Traders should monitor Apple's earnings calls and WWDC announcements for strategic signals about new categories in development. Recent reporting from Bloomberg and Reuters has focused on Vision Pro iterations and AI integration into existing products rather than new hardware lines. Patent filings and supply chain intelligence occasionally surface hints of unannounced categories, though Apple's secrecy makes early detection difficult. The resolution hinges on public announcement and launch completion before year-end 2026, meaning any new product must reach market rather than merely be announced.
Resolution is handled by the UMA optimistic oracle on Polygon. A proposer submits the outcome, a two-hour dispute window opens, and if no one stakes a counter-claim the payout is final. Contested outcomes escalate to UMA token-holder voting.
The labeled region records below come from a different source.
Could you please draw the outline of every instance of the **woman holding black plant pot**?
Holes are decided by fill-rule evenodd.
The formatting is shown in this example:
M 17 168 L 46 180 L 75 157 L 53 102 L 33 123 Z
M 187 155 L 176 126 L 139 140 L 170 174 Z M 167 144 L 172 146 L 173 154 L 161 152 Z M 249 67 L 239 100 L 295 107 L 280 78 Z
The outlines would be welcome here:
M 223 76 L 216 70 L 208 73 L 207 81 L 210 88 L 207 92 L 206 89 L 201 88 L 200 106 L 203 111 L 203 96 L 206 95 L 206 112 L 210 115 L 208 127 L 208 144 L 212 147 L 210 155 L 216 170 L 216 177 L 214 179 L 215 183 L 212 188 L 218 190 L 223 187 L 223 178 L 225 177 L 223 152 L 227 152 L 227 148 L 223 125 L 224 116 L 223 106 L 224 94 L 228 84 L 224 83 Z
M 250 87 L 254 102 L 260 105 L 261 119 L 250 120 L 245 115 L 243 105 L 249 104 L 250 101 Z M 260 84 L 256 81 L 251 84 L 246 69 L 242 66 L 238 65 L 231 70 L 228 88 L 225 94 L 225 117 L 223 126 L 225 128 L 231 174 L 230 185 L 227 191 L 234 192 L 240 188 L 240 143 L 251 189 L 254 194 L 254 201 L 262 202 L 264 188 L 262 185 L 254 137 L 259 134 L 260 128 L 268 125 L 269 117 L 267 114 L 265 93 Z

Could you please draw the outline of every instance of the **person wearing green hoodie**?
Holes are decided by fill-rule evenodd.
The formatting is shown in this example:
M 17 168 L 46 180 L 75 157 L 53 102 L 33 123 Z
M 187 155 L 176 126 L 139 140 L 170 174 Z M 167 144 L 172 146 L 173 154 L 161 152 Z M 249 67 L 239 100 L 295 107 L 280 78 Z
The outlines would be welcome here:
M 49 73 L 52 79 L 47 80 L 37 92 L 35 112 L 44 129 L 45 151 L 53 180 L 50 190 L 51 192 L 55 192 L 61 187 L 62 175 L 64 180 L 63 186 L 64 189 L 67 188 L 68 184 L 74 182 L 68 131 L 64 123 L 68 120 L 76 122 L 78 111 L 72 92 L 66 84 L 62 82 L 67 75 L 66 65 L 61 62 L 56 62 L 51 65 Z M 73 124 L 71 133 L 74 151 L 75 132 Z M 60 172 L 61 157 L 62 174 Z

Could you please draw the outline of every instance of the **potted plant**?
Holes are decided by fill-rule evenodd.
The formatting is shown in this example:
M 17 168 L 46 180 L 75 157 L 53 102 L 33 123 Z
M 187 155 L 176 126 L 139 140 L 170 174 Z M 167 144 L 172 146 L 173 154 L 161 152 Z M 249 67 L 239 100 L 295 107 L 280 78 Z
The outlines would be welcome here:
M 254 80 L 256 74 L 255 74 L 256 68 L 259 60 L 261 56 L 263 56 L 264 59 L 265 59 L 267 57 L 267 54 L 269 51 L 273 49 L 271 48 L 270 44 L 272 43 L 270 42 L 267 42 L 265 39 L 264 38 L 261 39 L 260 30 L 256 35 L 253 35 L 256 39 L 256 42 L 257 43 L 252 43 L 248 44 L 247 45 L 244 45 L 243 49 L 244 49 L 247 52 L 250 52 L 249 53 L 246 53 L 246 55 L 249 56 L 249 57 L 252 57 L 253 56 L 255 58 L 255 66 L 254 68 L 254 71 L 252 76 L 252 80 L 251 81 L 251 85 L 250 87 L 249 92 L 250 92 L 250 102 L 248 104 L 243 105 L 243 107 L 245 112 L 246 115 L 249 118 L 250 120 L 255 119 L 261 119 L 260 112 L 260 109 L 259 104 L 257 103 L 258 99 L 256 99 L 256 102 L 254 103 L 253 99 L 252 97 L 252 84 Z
Payouts clear in USDC to the winning side.
The mechanics for trading "Will Apple release a new product line before 2027?" are the same as any other PolyGram event contract. Each YES share resolves to $1 if the event happens, or $0 if it doesn't. The current price between 0¢ and 100¢ is the market's probability estimate, set live by the order book.
$277K in lifetime turnover and $2K of resting liquidity puts this market in the top 10% by volume for tech contracts on PolyGram. Order-book depth is thin — large orders may need to be split across the book or executed as limit orders.
The market has been open for 5 months — the price has had time to stabilise as new information arrived.
Higher-volume markets tend to have tighter spreads and faster price discovery — meaning the displayed YES/NO percentages are more likely to reflect the true crowd-implied probability rather than a single trader's directional view.
As of today, traders on Polymarket price this outcome at 36%. The number updates continuously as the order book clears. PolyGram mirrors the same live odds with locale-aware formatting and USDC settlement.
Resolution is handled by the UMA optimistic oracle on Polygon. A proposer submits the outcome, a 2-hour dispute window opens, and if uncontested the payout is final. Contested outcomes escalate to UMA token holders.
This prediction market is scheduled to close on 31 December 2026. After the resolving event occurs, settlement typically clears within 24 hours once the UMA optimistic oracle confirms the outcome. All payouts are in USDC on the Polygon network.
To trade on this prediction market, create a free PolyGram account at polygram.ink, deposit USDC via Polygon, and place a YES or NO order on the outcome you believe in. You can learn more on our how-it-works page. Your maximum loss is limited to your stake — there is no leverage or margin.
When the outcome is determined, winning YES shares pay out $1.00 each in USDC, while losing shares pay $0. Settlement is handled by the UMA optimistic oracle on Polygon — a proposer submits the result, a two-hour dispute window opens, and if uncontested, payouts are distributed automatically. You can withdraw your winnings to any Polygon wallet.
Prediction-market positions can lose 100% of staked capital. Outcomes are uncertain by definition — historical accuracy of crowd-implied probabilities is high in aggregate but not for any single market. PolyGram does not provide investment advice. Trade only with capital you can afford to lose.
Regulatory status varies by jurisdiction. Germany, the United States, and most EU countries treat Polymarket-style event contracts under one of three frameworks: financial derivative, gambling product, or unregulated novel asset. Consult local counsel before trading.